This is the gist of the difference between the two subtitles (Italian and original): refusal, in its full meaning, closes. Objection, on the other hand, keeps the decision open: the client who communicatively objects is using "no" but is meaning "not yet". He is signalling that something in the proposal or the path is not yet sufficiently clear, certain or a priority. An objection then, if it is anything other than a refusal, is actually an expression of interest in continuing.

The book deals extensively with classifications, types and schemes for handling objections. But not with the aim of offering spectacular answers or punch lines; on the contrary, to take the drama out of the moment of objection. If objections are recurrent and predictable, then they are not an exception, but a structural component of selling.

And here comes (again for what struck me most) the second relevant node, which I very much agree with: Blount himself starts with 'instead of treating the objection as a small tile in a much larger mosaic, I put it at the centre of the show for the first time'. Concretely, it means insisting on the realisation that if in sales processes objections are generally 'relegated' to a stage - when it goes well - here the assumption even is that 'handling' objections (I stress that even the verb 'handle' in the original title is not there) is not a championship of verbal readiness, but an invitation to slow down and understand better: most objections arise because the salesperson has not done the job well enough before.

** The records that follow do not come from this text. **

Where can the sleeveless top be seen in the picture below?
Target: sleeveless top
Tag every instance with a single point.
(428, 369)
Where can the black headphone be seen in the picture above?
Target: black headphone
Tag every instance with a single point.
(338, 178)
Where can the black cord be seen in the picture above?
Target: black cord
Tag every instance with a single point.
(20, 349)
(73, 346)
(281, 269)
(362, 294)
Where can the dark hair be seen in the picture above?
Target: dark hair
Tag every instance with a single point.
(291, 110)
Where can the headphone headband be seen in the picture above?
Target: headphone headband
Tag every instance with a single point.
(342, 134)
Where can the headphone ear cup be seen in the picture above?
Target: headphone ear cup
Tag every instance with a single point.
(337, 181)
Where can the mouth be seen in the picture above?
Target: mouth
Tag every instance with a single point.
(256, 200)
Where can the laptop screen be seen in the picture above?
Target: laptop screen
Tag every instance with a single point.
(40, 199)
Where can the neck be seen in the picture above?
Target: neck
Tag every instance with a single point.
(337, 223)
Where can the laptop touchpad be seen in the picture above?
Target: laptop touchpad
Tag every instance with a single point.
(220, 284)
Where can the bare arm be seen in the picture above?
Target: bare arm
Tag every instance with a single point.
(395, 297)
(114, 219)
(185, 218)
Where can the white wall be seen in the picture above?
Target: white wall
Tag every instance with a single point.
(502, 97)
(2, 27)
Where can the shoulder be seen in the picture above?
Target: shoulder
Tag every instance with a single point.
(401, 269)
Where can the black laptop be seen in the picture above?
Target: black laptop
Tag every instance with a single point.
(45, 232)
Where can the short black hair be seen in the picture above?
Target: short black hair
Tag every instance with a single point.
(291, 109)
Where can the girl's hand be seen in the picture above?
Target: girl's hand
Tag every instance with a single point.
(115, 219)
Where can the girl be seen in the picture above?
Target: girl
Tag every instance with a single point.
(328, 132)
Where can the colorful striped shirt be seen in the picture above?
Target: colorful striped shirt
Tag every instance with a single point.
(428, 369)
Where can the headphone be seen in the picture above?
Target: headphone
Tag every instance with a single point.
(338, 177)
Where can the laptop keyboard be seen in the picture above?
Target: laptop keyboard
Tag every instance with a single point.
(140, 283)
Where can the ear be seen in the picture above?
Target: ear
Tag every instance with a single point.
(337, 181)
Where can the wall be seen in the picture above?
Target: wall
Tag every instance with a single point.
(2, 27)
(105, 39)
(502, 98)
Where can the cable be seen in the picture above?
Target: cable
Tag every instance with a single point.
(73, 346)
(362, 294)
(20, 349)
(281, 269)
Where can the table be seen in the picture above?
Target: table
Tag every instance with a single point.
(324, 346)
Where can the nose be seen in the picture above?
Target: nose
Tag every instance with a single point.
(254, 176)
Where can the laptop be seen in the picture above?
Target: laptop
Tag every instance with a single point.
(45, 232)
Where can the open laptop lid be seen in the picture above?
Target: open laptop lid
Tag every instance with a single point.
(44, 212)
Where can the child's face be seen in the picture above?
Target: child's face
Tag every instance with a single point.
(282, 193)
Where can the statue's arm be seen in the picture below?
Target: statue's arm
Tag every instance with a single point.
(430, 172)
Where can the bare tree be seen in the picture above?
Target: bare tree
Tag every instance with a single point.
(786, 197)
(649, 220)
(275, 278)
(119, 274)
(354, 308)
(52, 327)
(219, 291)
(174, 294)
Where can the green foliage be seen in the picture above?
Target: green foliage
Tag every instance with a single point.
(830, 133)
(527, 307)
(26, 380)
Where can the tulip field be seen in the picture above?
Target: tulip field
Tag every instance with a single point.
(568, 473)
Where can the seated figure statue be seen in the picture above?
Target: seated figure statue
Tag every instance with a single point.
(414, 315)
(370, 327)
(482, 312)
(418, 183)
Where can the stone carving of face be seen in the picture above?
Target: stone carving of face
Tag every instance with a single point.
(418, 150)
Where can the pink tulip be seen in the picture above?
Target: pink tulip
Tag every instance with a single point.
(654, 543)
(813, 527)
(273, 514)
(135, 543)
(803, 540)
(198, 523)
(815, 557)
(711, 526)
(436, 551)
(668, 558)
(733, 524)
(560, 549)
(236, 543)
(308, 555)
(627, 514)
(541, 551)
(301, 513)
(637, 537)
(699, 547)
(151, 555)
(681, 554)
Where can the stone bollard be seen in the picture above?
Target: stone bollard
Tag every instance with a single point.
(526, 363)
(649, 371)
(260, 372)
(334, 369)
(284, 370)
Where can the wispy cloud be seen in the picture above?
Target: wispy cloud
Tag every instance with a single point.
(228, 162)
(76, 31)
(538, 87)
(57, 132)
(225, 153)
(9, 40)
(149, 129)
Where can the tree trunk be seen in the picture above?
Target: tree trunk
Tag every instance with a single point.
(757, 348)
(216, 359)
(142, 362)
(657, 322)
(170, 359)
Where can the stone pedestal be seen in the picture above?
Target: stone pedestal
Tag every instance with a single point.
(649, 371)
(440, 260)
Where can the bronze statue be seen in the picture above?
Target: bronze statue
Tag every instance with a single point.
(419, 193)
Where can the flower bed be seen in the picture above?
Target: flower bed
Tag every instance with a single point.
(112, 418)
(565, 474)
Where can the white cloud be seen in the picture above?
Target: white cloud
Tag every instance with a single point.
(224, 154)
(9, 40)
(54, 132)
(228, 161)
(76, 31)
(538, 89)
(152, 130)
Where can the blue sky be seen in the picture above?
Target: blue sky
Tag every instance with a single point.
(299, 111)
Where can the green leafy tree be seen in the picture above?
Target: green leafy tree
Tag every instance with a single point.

Objections do not come out of the blue: they emerge when the process sequence has left spaces open, the analysis of the customer's situation has been superficial, when the value has not been explicitly shared, or when the proposed change has not been linked to the customer's real priorities and perceived needs.

Hence both a series of methods to unearth these areas and a series of process countermeasures (and not just instantaneous performance) starting with classifying objections and dealing with them and talking about them in such a way that they are not delegated to the improvisation of the individual salesperson, but become part of the organisational language: shared arguments, knowledge of the customer's operating and decision-making processes, with the awareness that one is not looking for a one-size-fits-all solution, but an extension of the customer knowledge process.

Objections signal what the customer has not yet understood, accepted or internalised, even of his situation or a 'need' he does not feel as such. Internalising and metabolising them means increasing the ability to recognise at which stage of the process the customer's organisational decision is really being played out. The managerially relevant consequence of thinking is that there are no difficult customers, that every (customer) decision involves inevitable frictions and contradictions between interdependent and not always linear needs, and therefore that objections are not a mistake in the process, but a sign that the process is in progress.

And here complexity and communication in the book come together, as to be expected, in offering alternatives not only on 'how to handle objections', but on how to stay within the moment of objection without giving it the wrong meaning. Don't rush, don't defend, don't retreat. Stay in the dialogue and process when language and emotion would suggest getting out of it.